Quanto a Brooklen Blast! (que já tem um novo rótulo), eu já a havia experimentado no bar da cervejaria, em Nova York, 2011, e a lembrança era de… porrada. Não é o caso desta versão engarrafada, que surge com amargor e álcool potentes, mas perfeitamente domináveis pelo paladar. A sensação é de que o conjunto foi adequado ao paladar médio: nem tão agressivo que possa assustar neófitos, nem tão suave que possa desgostar hopheads. É muito boa, mas há melhores (qualquer uma da linha Dogfish Head Minute Imperial IPA, a Rogue XS Imperial I2PA, Anderson Valley Heelch O’Hops e Tupiniquim Polimango Double IPA – só pra citar 4). Mantendo o alto padrão da casa, a Founders Curmudgeon é uma Old Ale caprichada com jeitão de Barley Wine para ser bebida vagarosamente descobrindo todas as nuances de um conjunto agradabilíssimo. Para fechar o quinteto com chave de ouro, uma das primeiras Russian Imperial Stout feita nos Estados Unidos, Bell’s Expedition Stout, número 15 no ranking geral do Ratebeer, uma porrada carinhosa de 10,5% de álcool que deixa o bebedor feliz. Presente excelente do amigo Rodrigo Salem.
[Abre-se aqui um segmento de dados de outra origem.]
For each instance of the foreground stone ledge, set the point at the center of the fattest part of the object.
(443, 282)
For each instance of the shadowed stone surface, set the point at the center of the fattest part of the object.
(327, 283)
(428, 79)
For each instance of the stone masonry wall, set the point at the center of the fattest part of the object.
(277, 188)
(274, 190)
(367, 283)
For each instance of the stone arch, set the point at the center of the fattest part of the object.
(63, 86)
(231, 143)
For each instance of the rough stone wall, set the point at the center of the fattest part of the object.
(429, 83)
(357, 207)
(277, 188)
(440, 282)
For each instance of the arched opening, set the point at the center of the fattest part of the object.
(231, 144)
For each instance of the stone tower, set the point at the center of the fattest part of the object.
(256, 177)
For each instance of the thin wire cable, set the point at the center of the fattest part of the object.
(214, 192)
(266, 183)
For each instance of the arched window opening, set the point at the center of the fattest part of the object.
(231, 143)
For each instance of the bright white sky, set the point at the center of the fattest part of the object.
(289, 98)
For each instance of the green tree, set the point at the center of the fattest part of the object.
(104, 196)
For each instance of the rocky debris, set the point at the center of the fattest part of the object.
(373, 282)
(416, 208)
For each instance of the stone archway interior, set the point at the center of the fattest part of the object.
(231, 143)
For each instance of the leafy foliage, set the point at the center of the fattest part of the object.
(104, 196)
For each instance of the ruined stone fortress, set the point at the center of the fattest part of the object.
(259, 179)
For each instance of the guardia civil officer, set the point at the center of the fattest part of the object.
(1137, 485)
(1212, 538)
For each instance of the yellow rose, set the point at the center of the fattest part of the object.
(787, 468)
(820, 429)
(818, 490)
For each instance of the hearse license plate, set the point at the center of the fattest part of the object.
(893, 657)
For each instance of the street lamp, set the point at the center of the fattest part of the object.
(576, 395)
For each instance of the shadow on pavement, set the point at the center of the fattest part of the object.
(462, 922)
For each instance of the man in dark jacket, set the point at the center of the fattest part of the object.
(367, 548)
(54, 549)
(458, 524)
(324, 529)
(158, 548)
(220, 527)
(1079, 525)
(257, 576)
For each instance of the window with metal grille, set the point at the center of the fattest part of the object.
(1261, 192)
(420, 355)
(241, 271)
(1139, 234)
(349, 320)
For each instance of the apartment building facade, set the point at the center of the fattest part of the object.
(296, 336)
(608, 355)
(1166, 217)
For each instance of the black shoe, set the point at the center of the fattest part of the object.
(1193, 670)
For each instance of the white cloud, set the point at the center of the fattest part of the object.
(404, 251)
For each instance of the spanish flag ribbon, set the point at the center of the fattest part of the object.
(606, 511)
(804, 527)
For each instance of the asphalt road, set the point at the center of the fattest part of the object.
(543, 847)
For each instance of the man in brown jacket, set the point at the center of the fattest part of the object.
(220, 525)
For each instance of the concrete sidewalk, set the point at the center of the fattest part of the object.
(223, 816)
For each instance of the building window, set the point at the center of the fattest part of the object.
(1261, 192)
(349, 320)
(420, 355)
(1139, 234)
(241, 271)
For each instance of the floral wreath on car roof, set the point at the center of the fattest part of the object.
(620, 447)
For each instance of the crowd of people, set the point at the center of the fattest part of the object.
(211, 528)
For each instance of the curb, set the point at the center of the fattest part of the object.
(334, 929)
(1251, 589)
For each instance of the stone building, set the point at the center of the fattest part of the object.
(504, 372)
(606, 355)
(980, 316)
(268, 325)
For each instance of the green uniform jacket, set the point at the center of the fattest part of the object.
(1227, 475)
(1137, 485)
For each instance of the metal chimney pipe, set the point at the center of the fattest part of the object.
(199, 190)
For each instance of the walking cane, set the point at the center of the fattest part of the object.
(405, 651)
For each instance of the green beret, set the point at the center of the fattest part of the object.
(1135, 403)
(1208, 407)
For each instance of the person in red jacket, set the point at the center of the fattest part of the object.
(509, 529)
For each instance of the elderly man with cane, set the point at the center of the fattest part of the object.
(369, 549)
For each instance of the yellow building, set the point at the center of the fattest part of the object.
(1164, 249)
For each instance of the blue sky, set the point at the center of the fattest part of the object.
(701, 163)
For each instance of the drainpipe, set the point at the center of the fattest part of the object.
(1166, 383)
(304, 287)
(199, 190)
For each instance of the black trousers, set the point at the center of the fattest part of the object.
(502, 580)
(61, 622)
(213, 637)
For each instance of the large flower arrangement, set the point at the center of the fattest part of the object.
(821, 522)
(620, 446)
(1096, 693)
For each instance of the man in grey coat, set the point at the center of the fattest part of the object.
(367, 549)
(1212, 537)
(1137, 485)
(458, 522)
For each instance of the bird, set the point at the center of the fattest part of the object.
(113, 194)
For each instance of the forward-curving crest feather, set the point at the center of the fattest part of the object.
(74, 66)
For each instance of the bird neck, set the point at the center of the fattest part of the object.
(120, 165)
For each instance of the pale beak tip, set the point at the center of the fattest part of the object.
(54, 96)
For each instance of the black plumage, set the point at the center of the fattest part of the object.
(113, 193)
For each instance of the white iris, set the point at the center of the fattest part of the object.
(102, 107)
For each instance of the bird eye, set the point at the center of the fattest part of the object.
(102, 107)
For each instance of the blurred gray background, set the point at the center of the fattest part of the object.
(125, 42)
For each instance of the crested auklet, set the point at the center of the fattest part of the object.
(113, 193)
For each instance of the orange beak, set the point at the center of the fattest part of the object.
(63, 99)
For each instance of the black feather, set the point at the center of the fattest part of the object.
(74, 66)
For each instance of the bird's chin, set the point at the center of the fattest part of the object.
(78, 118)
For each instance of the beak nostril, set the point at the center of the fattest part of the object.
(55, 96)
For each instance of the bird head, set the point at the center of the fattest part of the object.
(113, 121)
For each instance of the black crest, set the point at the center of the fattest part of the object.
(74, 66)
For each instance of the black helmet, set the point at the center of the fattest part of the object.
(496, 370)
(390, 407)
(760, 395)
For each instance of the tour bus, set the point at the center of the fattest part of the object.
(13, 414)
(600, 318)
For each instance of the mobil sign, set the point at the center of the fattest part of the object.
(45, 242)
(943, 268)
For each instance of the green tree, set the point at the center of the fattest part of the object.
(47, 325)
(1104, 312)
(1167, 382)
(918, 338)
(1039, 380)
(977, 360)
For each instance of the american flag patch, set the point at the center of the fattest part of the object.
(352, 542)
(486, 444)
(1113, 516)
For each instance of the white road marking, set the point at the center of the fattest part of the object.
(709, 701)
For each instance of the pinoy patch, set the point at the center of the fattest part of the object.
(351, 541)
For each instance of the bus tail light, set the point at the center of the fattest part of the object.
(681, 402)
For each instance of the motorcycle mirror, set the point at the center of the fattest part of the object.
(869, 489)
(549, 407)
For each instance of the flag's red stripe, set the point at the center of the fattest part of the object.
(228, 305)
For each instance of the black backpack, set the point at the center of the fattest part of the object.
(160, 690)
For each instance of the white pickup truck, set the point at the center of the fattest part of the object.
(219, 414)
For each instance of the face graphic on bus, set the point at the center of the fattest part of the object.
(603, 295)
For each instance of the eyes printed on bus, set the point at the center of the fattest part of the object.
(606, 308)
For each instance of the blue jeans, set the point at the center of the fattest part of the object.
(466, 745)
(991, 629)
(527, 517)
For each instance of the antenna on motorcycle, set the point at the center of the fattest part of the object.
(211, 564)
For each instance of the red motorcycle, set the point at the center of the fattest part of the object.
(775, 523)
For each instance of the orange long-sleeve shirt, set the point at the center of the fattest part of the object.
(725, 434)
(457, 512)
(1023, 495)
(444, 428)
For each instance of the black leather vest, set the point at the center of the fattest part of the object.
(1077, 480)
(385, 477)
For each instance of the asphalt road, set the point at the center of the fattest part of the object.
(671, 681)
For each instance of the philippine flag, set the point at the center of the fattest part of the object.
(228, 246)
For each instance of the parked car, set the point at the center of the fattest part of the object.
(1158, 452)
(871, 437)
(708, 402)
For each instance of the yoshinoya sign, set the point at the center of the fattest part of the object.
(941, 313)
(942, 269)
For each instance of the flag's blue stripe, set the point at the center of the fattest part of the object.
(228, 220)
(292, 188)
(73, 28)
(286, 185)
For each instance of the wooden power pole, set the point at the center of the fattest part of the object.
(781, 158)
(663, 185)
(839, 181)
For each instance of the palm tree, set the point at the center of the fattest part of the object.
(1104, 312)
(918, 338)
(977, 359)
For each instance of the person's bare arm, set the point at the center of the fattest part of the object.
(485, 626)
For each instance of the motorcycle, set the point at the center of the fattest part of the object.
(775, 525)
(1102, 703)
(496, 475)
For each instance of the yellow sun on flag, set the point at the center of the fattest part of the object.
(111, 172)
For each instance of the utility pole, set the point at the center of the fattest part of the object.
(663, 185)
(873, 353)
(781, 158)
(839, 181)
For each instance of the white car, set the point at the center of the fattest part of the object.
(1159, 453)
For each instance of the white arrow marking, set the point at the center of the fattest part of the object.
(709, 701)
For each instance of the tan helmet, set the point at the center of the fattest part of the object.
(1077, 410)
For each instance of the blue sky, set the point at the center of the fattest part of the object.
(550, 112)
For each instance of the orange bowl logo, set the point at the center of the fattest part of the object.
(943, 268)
Stillwater Sensory Series v. 1 Lower Dens
– Produto: Saison
– Nacionalidade: Estados Unidos
– Graduação alcoólica: 6%
– Nota: 3,79/5
– Preço no Brasil: R$ 19 – 375 ml

Spencer Trappist Ale
– Produto: Belgian Dubbel
– Nacionalidade: Estados Unidos
– Graduação alcoólica: 6%
– Nota: 3,69/5
– Preço no Brasil: US$ 14 o Four Pack (330 ml cada)

Brooklyn Blast!
– Produto: Double India Pale Ale
– Nacionalidade: Estados Unidos
– Graduação alcoólica: 8,4%
– Nota: 3,75/5
– Preço no Brasil: R$ 21 – 355 ml

Founders Curmudgeon
– Produto: Barley Wine
– Nacionalidade: Estados Unidos
– Graduação alcoólica: 9,8%
– Nota: 4,04/5
– Preço no Brasil: R$ 19 – 355 ml

Bell’s Expedition Stout
– Produto: Russian Imperial Stout
– Nacionalidade: Estados Unidos
– Graduação alcoólica: 10,5%
– Nota: 4,14/5
– Preço no Brasil: US$ 12 o Six Pack (355 ml cada)

Leia também
– Top 1001 Cervejas, por Marcelo Costa (aqui)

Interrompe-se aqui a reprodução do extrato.